Die meisten Verbraucher versuchen aktiv, Werbung zu vermeiden, sind aber dennoch bereit, sich an Kampagnen zu beteiligen, die nützlich, relevant und gut getimt sind. Dies gehören zu den wichtigsten Erkenntnissen der Connected Content 2026-Studie von Omnicom Intelligence, die untersucht, wie Menschen auf verschiedene Werbeformate reagieren und was ihre Wahrnehmung von Marken prägt.

Katarína Šimčíková Katarína Šimčíková
E-commerce Content Writer & EU Market Partnerships, Ecommerce Bridge EU
Dieser Artikel wurde für Sie von artificial intelligence übersetzt
Verbraucher ignorieren Werbung – aber sie reagieren trotzdem auf die richtigen
Quelle: ChatGPT

Nur die Hälfte der Verbraucher nimmt Fernsehwerbung wahr

Wahrgenommen zu werden, ist zu einer der größten Herausforderungen in der Werbung geworden.

Laut der Studie versuchen 81 % der Verbraucher absichtlich, Werbung zu ignorieren.
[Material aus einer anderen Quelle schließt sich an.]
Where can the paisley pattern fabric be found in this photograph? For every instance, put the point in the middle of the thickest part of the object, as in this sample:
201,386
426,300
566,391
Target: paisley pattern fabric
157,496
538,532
Das Fernsehen zieht immer noch die höchste Aufmerksamkeit auf sich, aber selbst dort gab nur die Hälfte der Befragten an, Werbung zu bemerken. Die Zahlen sind niedriger bei sozialen Medien (47 %), YouTube (45 %) und Streaming-Plattformen (40 %). Auf E-Commerce-Marktplätzen gaben nur 13 % der Verbraucher an, Werbung wahrzunehmen.

Die Ergebnisse deuten darauf hin, dass das bloße Erscheinen vor Verbrauchern keine Garantie ist, gesehen zu werden.

Einige Werbeformate frustrieren Verbraucher mehr als andere

Nicht alle Werbung erzeugt die gleiche Reaktion.

Nicht überspringbare Videoanzeigen standen an der Spitze der Liste der am wenigsten beliebten Formate, gefolgt von Pop-up-Anzeigen. Verbraucher berichteten zudem von negativen Gefühlen gegenüber In-App-Werbung, die während mobiler Spiele, Textnachrichtenwerbung und Autoplay-Videoanzeigen gezeigt werden.

Bar chart showing the ad formats consumers dislike most: non-skippable video ads (73%), pop-up ads (69%), in-app mobile game ads (63%), SMS ads (63%) and autoplay video ads (57%).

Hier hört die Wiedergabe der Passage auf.